Öğrenme güçlüğü içinde olanların küçük yaşta belirlenip gereken önlemlerin bir an önce alınmasına yarayacak zeka testleri, tabii ki önemlidir. Ancak zeka testlerinin tüm öğrencilere uygulanmasındansa, çocuklardan önce yetersizlikleri nedeniyle ülkenin kaderiyle oynayan siyasetçilere uygulanması daha gerçekçi ve yararlı olmaz mı? Öğrencilere uygulanacak zeka testleri, yetişkin olduklarında kimlerin yolsuzluk yapacağını, sabah akşam topluma yalan söyleyeceğini, emek harcamadan yaşamını sürdürebileceğini, üç kuruş kazanç için her şeyi göze alabileceğini, yalakalık yapabileceğini, cinsel istismara kalkacağını, … ölçecek olsa, belki de bu konunun üzerinde durmaya değer. Aksi halde tüm öğrencilere zeka testi uygulamak, arkasında bilemediğimiz/açıklanmamış bir niyet yoksa, işgüzarlıktan başka bir şey değildir.

Yakın zamana kadar, yabancıların kendi ülkeleri için ürettikleri testler sınırlı düzeylerde bizim kültüre uyarlanmış testlerdir. Tolga’nın (Binbay) 15 Eylül Pazar günkü sol portaldaki yazısında açıkladığına göre bakanlık bir akademisyenin ekibiyle üretip “Anadolu Sak Zekâ Ölçeği” adını verdiği zeka testini kullanmış ve kullanacakmış. Bu ölçeğe, kısaca ASZÖ denmesi yerine, İngilizce “Anadolu-Sak Intelligence Scale” ifadesinden hareketle ASIS dendiğini okuyanlar, ister istemez şaşırıyor.
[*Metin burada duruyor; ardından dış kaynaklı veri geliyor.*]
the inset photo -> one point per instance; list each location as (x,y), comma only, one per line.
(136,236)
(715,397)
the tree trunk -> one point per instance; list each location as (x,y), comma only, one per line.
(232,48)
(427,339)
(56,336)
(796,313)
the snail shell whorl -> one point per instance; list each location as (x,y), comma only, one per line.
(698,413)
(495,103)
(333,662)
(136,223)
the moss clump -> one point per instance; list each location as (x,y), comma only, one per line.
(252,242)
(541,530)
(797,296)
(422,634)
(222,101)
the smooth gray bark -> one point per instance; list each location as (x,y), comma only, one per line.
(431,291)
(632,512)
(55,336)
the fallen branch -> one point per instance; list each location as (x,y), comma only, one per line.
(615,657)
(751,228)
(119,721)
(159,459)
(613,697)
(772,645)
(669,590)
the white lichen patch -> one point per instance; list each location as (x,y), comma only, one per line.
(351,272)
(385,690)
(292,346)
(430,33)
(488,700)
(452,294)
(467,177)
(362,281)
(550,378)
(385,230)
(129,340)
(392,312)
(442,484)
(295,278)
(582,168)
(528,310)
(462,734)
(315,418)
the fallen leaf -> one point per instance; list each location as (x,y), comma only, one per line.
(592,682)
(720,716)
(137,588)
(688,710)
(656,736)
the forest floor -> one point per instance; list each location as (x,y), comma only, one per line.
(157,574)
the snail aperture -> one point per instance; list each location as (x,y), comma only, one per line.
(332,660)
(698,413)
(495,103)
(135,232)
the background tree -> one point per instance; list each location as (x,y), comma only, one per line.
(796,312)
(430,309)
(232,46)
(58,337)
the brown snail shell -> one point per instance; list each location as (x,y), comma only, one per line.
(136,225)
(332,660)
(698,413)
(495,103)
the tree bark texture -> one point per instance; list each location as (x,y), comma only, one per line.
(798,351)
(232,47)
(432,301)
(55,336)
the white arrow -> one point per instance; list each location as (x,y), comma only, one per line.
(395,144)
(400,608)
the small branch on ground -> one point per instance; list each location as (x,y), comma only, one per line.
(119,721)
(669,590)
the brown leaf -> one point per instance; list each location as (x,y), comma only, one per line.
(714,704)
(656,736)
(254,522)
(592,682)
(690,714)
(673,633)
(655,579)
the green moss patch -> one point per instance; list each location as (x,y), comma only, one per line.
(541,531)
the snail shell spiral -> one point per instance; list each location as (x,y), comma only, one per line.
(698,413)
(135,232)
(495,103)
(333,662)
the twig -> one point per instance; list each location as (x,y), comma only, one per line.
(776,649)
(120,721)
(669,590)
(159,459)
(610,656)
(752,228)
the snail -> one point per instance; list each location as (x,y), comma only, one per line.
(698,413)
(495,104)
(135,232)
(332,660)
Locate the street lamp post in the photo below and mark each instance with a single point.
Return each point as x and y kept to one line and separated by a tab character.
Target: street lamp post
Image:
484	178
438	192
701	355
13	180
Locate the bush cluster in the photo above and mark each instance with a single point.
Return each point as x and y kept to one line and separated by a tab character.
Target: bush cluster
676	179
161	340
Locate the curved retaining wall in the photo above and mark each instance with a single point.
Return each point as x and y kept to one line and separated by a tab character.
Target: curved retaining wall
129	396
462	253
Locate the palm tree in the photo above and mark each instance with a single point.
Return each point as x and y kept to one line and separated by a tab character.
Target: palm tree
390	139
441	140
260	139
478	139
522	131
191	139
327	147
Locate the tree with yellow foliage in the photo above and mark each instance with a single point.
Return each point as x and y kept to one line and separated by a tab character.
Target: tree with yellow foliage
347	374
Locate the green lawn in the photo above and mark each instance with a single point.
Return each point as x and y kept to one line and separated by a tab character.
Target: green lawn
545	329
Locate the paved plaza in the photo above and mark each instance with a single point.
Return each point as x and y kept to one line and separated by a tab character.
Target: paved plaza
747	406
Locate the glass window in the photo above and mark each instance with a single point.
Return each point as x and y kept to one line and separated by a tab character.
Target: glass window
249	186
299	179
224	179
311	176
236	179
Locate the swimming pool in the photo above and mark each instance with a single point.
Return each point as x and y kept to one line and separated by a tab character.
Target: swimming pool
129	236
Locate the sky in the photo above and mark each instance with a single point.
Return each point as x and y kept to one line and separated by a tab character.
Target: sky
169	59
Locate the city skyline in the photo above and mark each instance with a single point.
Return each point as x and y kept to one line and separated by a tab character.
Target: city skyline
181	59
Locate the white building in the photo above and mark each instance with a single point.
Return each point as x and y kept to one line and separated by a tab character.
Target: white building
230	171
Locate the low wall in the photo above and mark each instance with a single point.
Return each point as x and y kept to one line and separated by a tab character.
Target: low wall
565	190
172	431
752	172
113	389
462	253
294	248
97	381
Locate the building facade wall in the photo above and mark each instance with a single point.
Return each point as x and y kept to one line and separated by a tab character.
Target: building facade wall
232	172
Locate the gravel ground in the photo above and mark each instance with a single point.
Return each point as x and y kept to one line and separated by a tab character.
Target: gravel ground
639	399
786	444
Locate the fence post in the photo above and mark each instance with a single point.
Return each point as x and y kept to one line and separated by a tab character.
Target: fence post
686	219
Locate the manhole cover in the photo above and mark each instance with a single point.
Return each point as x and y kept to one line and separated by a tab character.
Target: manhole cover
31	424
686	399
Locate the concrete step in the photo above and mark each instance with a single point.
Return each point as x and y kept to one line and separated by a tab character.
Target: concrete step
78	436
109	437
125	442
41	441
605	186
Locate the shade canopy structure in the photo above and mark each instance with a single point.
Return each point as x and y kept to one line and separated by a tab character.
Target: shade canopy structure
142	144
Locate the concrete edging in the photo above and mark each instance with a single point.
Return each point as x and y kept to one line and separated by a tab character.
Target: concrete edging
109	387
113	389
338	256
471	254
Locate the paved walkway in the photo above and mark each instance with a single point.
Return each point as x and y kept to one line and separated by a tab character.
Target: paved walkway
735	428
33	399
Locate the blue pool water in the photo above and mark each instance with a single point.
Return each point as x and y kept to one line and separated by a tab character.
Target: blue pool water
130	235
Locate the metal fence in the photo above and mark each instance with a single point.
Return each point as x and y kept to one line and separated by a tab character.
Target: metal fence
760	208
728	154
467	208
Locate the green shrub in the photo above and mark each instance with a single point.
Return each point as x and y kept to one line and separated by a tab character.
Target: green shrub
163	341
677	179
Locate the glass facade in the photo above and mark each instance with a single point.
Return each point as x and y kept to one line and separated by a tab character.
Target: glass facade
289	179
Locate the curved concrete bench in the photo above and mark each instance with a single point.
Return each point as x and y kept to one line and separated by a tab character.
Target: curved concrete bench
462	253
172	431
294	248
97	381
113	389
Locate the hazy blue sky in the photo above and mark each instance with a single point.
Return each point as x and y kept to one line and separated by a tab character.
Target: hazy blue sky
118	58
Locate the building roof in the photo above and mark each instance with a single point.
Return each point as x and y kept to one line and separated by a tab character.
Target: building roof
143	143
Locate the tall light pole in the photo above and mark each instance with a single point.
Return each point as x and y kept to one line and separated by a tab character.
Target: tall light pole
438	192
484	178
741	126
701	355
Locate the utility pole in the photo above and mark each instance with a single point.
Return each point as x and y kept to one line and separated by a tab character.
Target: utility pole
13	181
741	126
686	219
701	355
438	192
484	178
Bir başka kaynaktan bu ölçeği üreten akademisyenin, “zekası yüksek olan öğrencilere ek puan verilmesini” istediğini okuyanlar, daha da şaşırıyor: “Olmaz, olamaz” diyor.   

“Olmaz, olmaz” demeyin! Türkiye’de akıl-almaz her şey olabiliyor.  


(1) Son zamanlarda zeka testleri uygulayan özel merkezlerin açılmasına başlanmıştır.